HD 5000 series: New architecture or more a major refresh?

HD5k: New archi or a major refresh?


  • Total voters
    49
  • Poll closed .
Gotta agree what everyone else has said, refresh.
Moreover, in terms of architecture, I actually consider rv7xx a even more significant refresh than rv8xx, despite it didn't really get us anything new in terms of features. But the reshuffling of blocks (tmus no longer shared across simds but each simd has its own tmu), ditching of ring bus are imho very major architectural changes. Not to mention the simds got much smaller, though that's probably more optimization rather than architectural change (though, I suppose, part of it also has to do with the tmu reorganization, which themselves are also much simpler and more effective). RV7xx also brought changes in the ROPs.
 
I don't have one to measure throughput/latency of read after write vs. read from memory (would be interested in the results though) but in the Siggraph Asia PDF they said the global memory cache was R/W with atomics.

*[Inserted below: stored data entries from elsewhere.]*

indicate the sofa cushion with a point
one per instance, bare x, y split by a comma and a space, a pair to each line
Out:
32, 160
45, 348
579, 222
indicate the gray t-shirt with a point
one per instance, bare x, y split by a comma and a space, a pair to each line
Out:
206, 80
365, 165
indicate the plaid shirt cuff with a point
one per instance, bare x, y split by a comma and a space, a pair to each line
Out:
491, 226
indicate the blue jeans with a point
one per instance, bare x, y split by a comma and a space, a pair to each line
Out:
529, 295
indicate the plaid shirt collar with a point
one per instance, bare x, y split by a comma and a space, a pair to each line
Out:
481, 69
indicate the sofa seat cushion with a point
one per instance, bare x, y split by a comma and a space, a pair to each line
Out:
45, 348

Thanks for pointing it out. It is indeed, a r/w cache. However, it's amount is so small that the global mem is as good as uncached.
 
Creating a suboptimal schedule for your main market for a contract you might never get is rather risky ... so no, I don't think the consoles play a huge part in it.

Not necessarily. Let's imagine a worst case situation where ATI (for argument's sake) got the contract for the next XBOX while NV didn't. Let's also imagine Sony isn't going with discrete graphics, opting for Cell2 and that Nintendo doesn't like graphics and sticks with ASCII art.

Regardless of whether NV got the contract, because it knows ATI's desktop parts will follow the next XBOX, they will also follow them (XBOX).

PS. if Microsoft/Sony had promised some major contracts already would that show up in financial filings?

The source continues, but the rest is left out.